On 24 March 1884, Carlo III di Tocco Cantelmo Stuart, Prince of Montemiletto and titular Prince of Achaea, the last of the Tocco family, died unmarried and childless. Carlo Capece Galeota was the matrilineal grandson of Carlo II di Tocco Cantelmo Stuart, Carlo III's grandfather, and thus laid claim to the Tocco inheritance. Carlo was recognized by the Corte di cassazione del Tribunale di Napoli ('Court of Cassation of the Court of Naples') on 21 January 1888 as the heir to the titles of the Tocco family, and his rights were confirmed through an Italian ministerial decree on 8 March 1889. Carlo thus acquired the titles of Prince of Montemiletto and Prince of Achaea, as well as the other Tocco family titles of Duke of Popoli, Duke of Apice and Count of Monteaperti.
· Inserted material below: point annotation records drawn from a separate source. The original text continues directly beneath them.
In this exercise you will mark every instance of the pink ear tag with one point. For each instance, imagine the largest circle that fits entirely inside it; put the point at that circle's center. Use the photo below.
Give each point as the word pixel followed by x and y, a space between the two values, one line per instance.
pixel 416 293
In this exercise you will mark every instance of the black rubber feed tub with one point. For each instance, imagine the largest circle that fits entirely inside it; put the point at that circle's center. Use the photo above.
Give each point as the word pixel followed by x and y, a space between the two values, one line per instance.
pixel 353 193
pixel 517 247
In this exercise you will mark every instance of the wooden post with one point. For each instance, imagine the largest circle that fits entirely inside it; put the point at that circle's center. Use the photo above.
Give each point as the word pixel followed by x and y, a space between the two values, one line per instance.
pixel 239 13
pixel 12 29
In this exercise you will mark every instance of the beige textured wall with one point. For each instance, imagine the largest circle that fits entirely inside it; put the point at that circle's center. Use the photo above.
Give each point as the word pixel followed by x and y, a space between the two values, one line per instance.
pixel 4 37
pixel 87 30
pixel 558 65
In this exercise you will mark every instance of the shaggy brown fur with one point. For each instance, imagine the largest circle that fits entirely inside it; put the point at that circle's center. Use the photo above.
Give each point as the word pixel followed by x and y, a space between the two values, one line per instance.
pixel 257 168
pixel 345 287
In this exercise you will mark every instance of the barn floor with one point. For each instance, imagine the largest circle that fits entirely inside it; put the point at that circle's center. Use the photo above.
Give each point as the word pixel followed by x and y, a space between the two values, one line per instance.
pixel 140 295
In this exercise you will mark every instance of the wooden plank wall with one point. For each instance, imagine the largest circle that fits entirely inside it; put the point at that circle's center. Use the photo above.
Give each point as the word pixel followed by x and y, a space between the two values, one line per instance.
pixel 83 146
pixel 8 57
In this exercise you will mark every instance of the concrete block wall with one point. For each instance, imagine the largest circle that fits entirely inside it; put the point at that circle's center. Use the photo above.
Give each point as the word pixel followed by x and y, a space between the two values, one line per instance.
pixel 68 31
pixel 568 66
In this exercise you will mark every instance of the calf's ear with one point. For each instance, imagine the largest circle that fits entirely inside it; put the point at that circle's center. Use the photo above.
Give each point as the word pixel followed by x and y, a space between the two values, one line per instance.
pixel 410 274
On 12 February 1859, Carlo married Maria Maddalena Carafa della Stadera at Naples.

Carlo died on 14 August 1908. Given that Carlo's only son, Francesco, predeceased him through dying in a motor accident near Cassino in 1901, the heir to all of his titles was his eldest daughter, Maria Maddalena Capece Galeota.

== Family ==
With his wife Maria Maddalena Carafa della Stadera, Carlo Capece Galeota had four children:

- Maria Maddalena Capece Galeota (11 December 1859 – 6 April 1933), the eldest daughter and heir to Carlo's titles.
- Maria Sofia Capece Galeota (10 February 1861 – 3 March 1933), daughter.
- Maria Caterina Capece Galeota (10 August 1862 – 12 February 1916), daughter.
- Francesco Capece Galeota (12 February 1864 – 20 June 1901), son.